Q & A: Lingcod pots with Jodie Toft, Senior Marine Ecologist

Photo Credit © Jeff Marsh

Photo Credit © Jeff Marsh

One area of focus for our Marine Team is fisheries innovation. Jodie Toft (Senior Marine Ecologist) is leading the way on a project to develop fishing gear for cleaner catch. Historically, many fishermen along the West Coast have used bottom trawl fishing gear. Over the years, use of bottom trawl gear has resulted in substantial bycatch, or the unintended capture, of several species, and closures of large areas to fishing. 

In an effort to catch the fish we want without catching those that we don’t want, The Nature Conservancy has teamed up with fishermen and scientists from the University of Washington to catch lingcod with a fishing pot instead of bottom trawl gear, and answer ecological and economic questions around using the pot gear.

Here, high school intern, Makayla Johnson, interviews Jodie Toft about the status of the lingcod pot project.

What were your first steps into becoming a marine ecologist?

Growing up, I spent a lot of time going to summer camps such as Camp Orkila in the San Juan Islands, which sparked my interest in marine ecology. On top of that, I had a sort of “know-it-all” personality and excelled in science and math.  I was always asking questions about the world around me! 

What inspired TNC to get involved in working with fishermen?

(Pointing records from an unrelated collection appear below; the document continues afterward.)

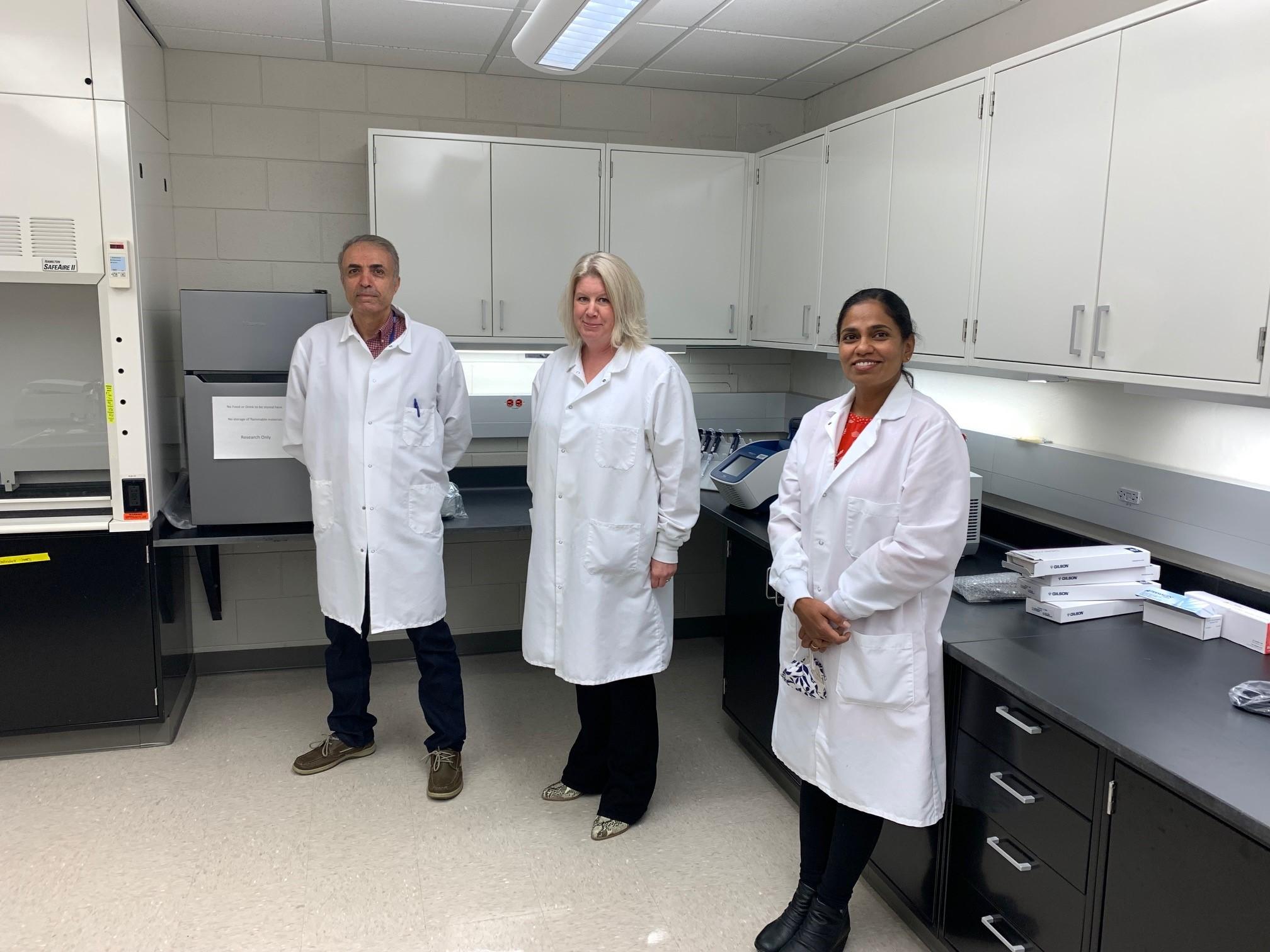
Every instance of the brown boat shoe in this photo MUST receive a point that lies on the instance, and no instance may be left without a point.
(445, 774)
(327, 753)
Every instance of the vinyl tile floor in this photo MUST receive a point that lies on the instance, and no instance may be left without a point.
(212, 843)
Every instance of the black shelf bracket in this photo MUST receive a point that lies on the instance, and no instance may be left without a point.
(210, 568)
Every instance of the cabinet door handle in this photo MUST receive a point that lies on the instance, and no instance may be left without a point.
(1026, 728)
(1102, 310)
(991, 924)
(1071, 344)
(996, 777)
(995, 842)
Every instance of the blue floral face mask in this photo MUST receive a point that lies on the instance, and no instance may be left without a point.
(806, 674)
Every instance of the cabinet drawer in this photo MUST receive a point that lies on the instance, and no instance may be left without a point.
(1036, 900)
(971, 922)
(1034, 818)
(1048, 753)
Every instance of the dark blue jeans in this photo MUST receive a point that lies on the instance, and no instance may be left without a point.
(441, 687)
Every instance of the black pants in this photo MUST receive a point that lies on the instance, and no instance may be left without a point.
(441, 687)
(836, 844)
(615, 754)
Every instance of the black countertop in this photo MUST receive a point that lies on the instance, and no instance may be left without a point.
(1155, 698)
(488, 509)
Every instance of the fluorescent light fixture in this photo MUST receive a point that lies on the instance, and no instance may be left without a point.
(568, 36)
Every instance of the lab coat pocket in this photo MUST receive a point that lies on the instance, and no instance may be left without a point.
(877, 671)
(616, 446)
(869, 523)
(423, 508)
(418, 427)
(612, 548)
(323, 496)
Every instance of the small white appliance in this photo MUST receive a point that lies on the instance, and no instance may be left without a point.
(751, 477)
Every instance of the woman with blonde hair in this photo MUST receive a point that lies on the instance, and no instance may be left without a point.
(614, 470)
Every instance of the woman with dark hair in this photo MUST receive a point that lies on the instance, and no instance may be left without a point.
(865, 532)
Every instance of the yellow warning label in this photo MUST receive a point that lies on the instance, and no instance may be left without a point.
(20, 560)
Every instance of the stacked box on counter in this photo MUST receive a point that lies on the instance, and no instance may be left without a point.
(1084, 583)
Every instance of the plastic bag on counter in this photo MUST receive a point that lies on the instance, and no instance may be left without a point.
(1252, 696)
(996, 587)
(452, 506)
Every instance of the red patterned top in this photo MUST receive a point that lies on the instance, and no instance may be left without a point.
(391, 331)
(854, 428)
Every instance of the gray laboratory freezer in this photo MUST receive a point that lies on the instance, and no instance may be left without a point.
(238, 344)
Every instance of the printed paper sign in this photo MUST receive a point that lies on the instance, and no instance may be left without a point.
(248, 428)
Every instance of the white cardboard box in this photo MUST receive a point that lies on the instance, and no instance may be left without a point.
(1033, 563)
(1065, 612)
(1112, 591)
(1147, 573)
(1240, 623)
(1180, 621)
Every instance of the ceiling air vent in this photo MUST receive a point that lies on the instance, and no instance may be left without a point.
(52, 238)
(11, 235)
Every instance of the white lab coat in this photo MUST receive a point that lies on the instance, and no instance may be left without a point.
(615, 471)
(377, 466)
(878, 538)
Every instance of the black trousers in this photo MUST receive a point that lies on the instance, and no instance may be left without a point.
(441, 687)
(615, 753)
(836, 843)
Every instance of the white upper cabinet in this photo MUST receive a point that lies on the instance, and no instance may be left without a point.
(45, 50)
(678, 218)
(1186, 246)
(856, 215)
(432, 202)
(545, 216)
(934, 213)
(1047, 190)
(789, 241)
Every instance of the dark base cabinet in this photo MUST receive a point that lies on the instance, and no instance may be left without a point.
(751, 645)
(77, 631)
(1179, 880)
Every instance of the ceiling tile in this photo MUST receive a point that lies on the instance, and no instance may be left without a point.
(700, 82)
(794, 89)
(417, 25)
(840, 21)
(506, 50)
(404, 56)
(681, 13)
(216, 42)
(742, 55)
(942, 20)
(511, 66)
(850, 62)
(641, 43)
(276, 18)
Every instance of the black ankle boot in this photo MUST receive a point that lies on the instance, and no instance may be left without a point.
(825, 929)
(781, 929)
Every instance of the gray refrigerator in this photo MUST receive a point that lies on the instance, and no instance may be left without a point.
(236, 349)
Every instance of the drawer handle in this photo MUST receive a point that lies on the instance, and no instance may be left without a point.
(990, 923)
(995, 842)
(996, 777)
(1026, 728)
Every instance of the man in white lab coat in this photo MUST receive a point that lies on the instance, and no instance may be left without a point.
(377, 411)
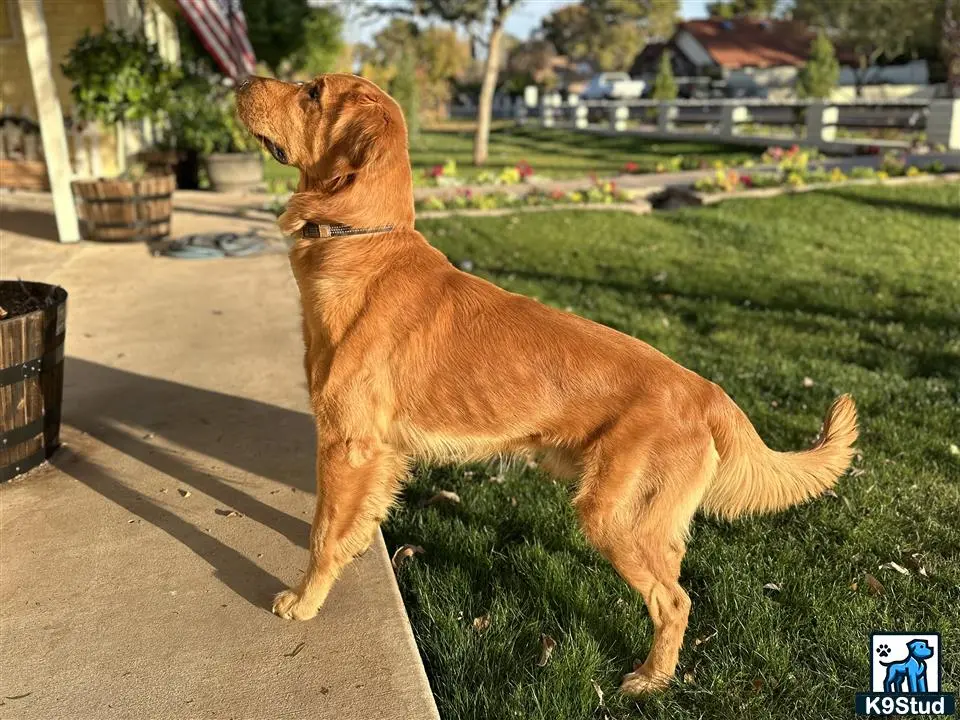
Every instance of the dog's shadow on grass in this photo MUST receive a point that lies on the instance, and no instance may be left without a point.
(151, 420)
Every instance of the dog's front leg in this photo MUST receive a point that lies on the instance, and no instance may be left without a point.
(356, 483)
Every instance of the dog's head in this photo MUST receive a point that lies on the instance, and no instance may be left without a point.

The fishermen knew that they needed to try out other ways to catch fish, so approached TNC based on work that we’ve done with the groundfish fishery in California.  They saw TNC as a good fit because of our ability to provide capacity for science, policy and fundraising. Not only could working with TNC be good for the fishermen, but the project is well aligned with TNC’s goals for fisheries and ocean conservation. 

Are there any fish that are being overfished right now to the point of being threatened?

Federal fisheries scientists assess how well several species of fish off our coast are doing.  Of those species and species groups, overfishing isn’t happening because we now have strict rules in place.  Overfishing, however, happened before those rules were in place, so some species are still recovering – or rebuilding – from overfishing that happened in the recent past.  Rebuilding species are those, such as yelloweye rockfish, that are more prone to the impacts of too much fishing because they grow so slowly and take a long time to mature and reproduce. When too many of them are harvested, it takes a long time for the ones left in the water to replace the ones that were harvested.  

Can you describe the process of designing and testing the lingcod pots?

It’s definitely been a mix of trial and error – such is the nature of experimental fishing. In the first year, fishermen worked to develop the pot, we put it in the water, and it didn’t catch enough fish. So, we changed the design of the entrances and tried again.  It’s working better now, and we’re excited to keep testing it in the coming year.  

What would you be doing if you weren’t a marine ecologist?

Tough question – I might be a doctor in some far off, remote place.